WASHINGTON, D.C. – Ways and Means Committee Chairman Jason Smith (MO-08) is requesting the investigation and ultimately revocation of the New Georgia Project’s tax-exempt status in a letter to Acting-Internal Revenue Service Commissioner (IRS), Melanie Krause. The nonprofit was founded by twice-failed Georgia gubernatorial candidate, Stacey Abrams, in 2013 as an organization dedicated to turning out left-leaning voters in Georgia. The organization received what is perhaps the largest state ethics fine in U.S. history after it was recently found by the Georgia State Ethics Commission (GSEC) to have illegally contributed millions to Abrams’s failed 2018 gubernatorial bid while under the leadership of current U.S. Senator Raphael Warnock (D-GA).
In the letter, Chairman Smith writes:
“The New Georgia Project, which at the time was led by U.S. Senator Raphael Warnock, admitted to 16 violations of state law. The GSEC found that the New Georgia Project failed to disclose over $4.2 million in contributions and over $3.2 million in expenditures during the 2018 election cycle.
“As you know, under Internal Revenue Code Section 501(c)(3), organizations are strictly prohibited from participating in or intervening in any political campaign on behalf of or in opposition to any candidate for public office. The IRS may revoke an organization’s tax-exempt status or assess excise taxes for certain types of violations if it determines the organization is noncompliant as it relates to political campaign intervention. According to the GSEC’s findings, the New Georgia Project accepted contributions and made expenditures ‘for communications of express advocacy in the 2018 cycle…to influence the election for Governor to the benefit of Stacey Abrams’ candidacy along with other statewide candidates.’ The New Georgia Project’s intervention in the 2018 election cycle in support of Stacey Abrams and other candidates’ campaigns amounts to a clear violation of their tax-exempt status.”
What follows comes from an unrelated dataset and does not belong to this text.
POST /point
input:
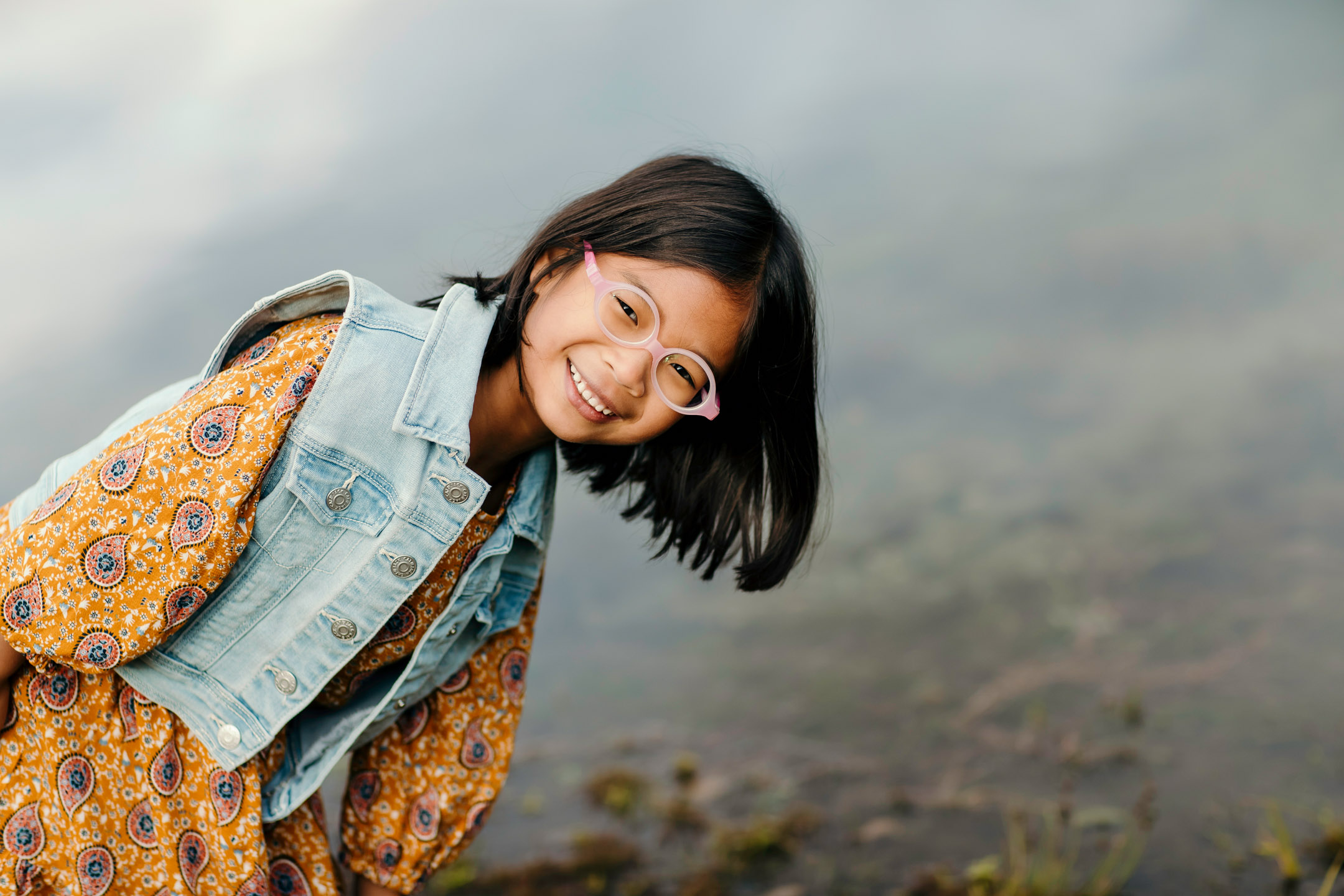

The letter comes amid an ongoing Ways and Means Committee investigation into the United States’ tax-exempt sector, which has already uncovered numerous abuses of tax-exempt status. Last year, Chairman Smith called on the IRS to revoke the tax-exempt status of multiple organizations after the Committee’s investigation uncovered ties to Foreign Terrorist Organizations and support of illegal activity in the United States. Just a few weeks later, the Department of Treasury designated the fiscal sponsor of one of the groups mentioned in Chairman Smith’s letters as a “a sham charity that serves as an international fundraiser for the Popular Front for the Liberation of Palestine terrorist organization.”